The Spending Brownout

President Barack Obama on February 5, 2013.  
President Barack Obama on February 5, 2013. 
 
For misguided reasons of ideology and inertia, Congress seems determined to throw more than a million people out of work over the next two years. This is the price of the unnecessary spending brownout known as the sequester, and today the failure to stop it became even more inexcusable.
The Congressional Budget Office announced that all of the austerity approved in the last two years has brought the deficit down below $1 trillion for the first time in five years, ending up at $845 billion by October. And the C.B.O. made clear that fiscal tightening has come at a high cost: slow growth, a brake on hiring of new workers, and unemployment hovering close to 8 percent.

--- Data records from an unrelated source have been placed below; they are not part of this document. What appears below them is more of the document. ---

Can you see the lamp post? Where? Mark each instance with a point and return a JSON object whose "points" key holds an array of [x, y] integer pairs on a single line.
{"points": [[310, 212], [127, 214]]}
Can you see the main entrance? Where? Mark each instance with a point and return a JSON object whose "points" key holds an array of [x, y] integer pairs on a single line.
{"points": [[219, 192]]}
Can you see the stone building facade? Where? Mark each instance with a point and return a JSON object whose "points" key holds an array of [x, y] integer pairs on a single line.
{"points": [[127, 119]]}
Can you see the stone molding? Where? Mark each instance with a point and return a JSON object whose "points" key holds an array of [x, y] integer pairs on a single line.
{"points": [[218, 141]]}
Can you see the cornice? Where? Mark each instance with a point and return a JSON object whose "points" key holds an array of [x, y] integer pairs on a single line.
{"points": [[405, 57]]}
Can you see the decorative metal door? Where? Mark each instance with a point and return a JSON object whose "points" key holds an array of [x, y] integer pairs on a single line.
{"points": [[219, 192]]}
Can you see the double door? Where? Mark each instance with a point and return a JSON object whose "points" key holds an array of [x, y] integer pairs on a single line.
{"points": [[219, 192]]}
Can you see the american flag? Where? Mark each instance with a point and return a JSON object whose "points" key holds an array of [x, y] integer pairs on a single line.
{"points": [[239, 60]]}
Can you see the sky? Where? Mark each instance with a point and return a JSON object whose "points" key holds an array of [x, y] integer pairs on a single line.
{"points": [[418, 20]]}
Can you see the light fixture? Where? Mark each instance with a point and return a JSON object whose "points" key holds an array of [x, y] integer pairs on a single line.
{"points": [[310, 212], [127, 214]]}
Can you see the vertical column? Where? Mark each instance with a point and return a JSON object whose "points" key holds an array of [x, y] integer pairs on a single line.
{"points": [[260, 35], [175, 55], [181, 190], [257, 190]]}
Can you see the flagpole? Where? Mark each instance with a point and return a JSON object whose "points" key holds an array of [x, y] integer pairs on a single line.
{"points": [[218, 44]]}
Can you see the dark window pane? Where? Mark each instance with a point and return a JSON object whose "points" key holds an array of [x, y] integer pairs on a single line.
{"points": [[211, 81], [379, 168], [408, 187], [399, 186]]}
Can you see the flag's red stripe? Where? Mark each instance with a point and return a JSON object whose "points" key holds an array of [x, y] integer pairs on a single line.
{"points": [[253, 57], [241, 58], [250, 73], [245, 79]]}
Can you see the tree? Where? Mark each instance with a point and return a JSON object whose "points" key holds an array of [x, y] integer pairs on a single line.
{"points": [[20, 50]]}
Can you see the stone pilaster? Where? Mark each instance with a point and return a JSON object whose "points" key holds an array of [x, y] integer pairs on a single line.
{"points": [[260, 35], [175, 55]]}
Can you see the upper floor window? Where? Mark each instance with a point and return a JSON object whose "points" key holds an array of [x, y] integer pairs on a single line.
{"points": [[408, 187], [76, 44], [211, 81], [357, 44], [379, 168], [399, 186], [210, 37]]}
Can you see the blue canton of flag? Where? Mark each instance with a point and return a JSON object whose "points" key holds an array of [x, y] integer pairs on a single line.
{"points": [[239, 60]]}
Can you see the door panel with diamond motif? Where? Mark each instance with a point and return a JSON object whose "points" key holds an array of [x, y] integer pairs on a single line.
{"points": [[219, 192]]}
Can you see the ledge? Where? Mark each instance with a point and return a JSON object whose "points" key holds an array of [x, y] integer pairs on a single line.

Despite that loud warning, the sequester is scheduled to go into effect at the end of this month, the first installment of which will cut $77 billion over the next seven months. The full sequester will eliminate as many as 1.4 million jobs, the C.B.O. has estimated.

The obvious solution is simply to turn off the sequester and further deficit-slashing until the economy has righted itself, but even Democrats are too afraid of the big-spender label to make that case. So today, President Obama appeared before the White House cameras with a second-best idea: delay the sequester for a few months and replace it with a mix of smaller spending cuts and revenue increases. The cuts could be targeted to minimize job losses, which would also be reduced by raising revenues and thus withdrawing fewer government dollars from the economy.
“There is no reason,” the president said, “that the jobs of thousands of Americans who work in national security or education or clean energy, not to mention the growth of the entire economy, should be put in jeopardy just because folks in Washington couldn’t come together to eliminate a few special interest tax loopholes or government programs that we agree need some reform.”
During the delay, he suggested, Congress would have additional time to work out a longer-term solution to our budgetary problems.
Mr. Obama didn’t specify what kind of revenue package he was seeking, although the basic outlines have been clear for months: eliminating various corporate loopholes and deductions for some high-income taxpayers, such as the break on carried interest. Most of these revenue increases would have a minimal impact on hiring.
Republicans immediately responded that that they will not consider any new revenues as a way to reduce or delay the sequester. “The president’s proposal is nothing more than another tax hike to pay for more Washington spending,” said Dave Camp of Michigan, chairman of the House Ways and Means Committee.
The spending cuts were designed to goad them into accepting a balanced approach in order to avert the big cuts to the defense budget, which used to be one of the highest priorities for an earlier generation of party members. But younger Republicans don’t seem to care about fewer fighter jets or naval bases; they want their spending cuts however they can get them, untarnished by revenue increases. Barring a breakthrough, it looks like their wish will come true in less than a month.